Needs to know is it AVX or AVX2 in compile time
Since the compiler never generates AVX or AVX2 instructions,
there is no purpose to setting such as a predefined version
identifier. You might as well use a:
-version=AVX
switch. Note that it is a very bad idea for a compiler to
detect the CPU it is running on and default generate code
specific to that CPU.
"Since the compiler never generates AVX or AVX2" - this is
definitely nor true, see, for example, LLVM vectorization and SLP
vectorization.
This is normal situation for scientific software, supercomputers
software, hight performance server applications.
(this may be completely different source code for this cases).
It's entirely practical to compile code with different source
code, link them *both* into the executable, and switch between
them based on runtime detection of the CPU.
This approach is complex, and normal for desktop applications. If
you have a big cluster of similar computers or you have a
supercomputer cluster, only the thing you want to do is
`-mcpu=native`/ `-march=native`. And this single compiler flag
should be enough to build hight performance linear algebra
application.
We have LDC and GDC. And looks like a little bit
standardization based on DMD
would be good, even if this would be useless for DMD.
There is no such thing as a standard compiler floating point
switch, and I'm doubtful defining one would be practical or
make much of any sense.
I just want an unified instrument to receive CT information about
target and optimization switches. It is OK if this information
would have different switches on different compilers.

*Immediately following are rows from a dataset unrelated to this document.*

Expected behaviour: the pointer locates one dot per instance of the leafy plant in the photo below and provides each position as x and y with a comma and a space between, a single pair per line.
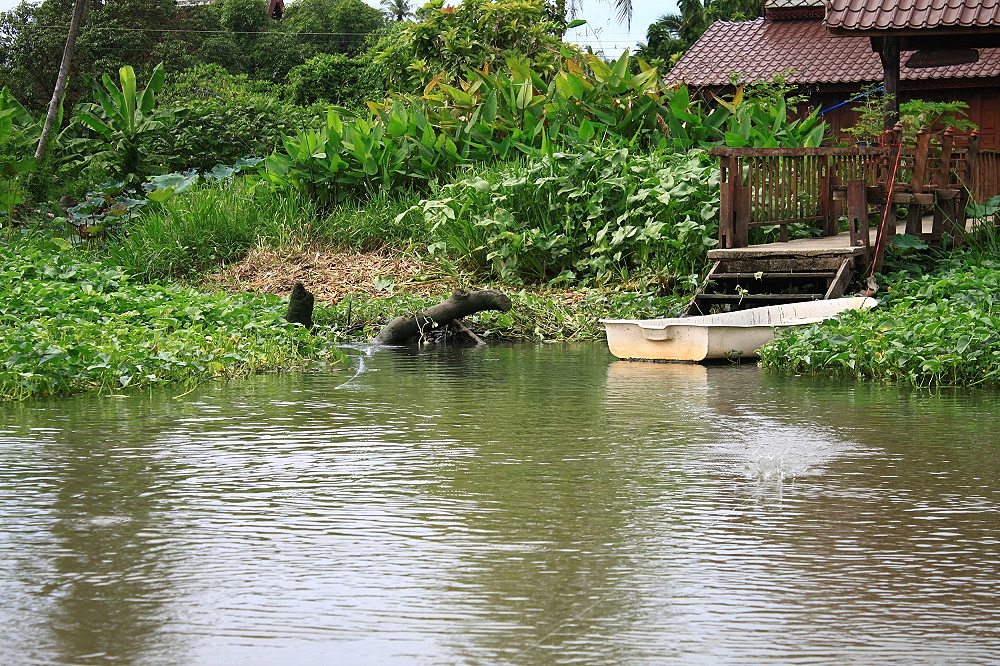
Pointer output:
592, 215
207, 226
126, 123
114, 203
72, 324
18, 134
334, 78
446, 41
938, 329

With compile time information about CPU it is possible to
always have fast
generic BLAS for any target as soon as LLVM is released for
this target.
The SIMD instruction set is highly resistant to transforming
generic code into optimal vector instructions. Yes, I know
about auto-vectorization, and in general it is a doomed and
unworkable technology.
http://www.amazon.com/dp/0974364924
It's gotta be done by hand to get it to fly.
Auto vectorization is only example (maybe bad). I would use SIMD
vectors, but I need CT information about target CPU, because it
is impossible to build optimal BLAS kernels without it! My idea
is internal kernel compiler :-) Something similar to compile time
regex, but more complex.
Best regards,
Ilya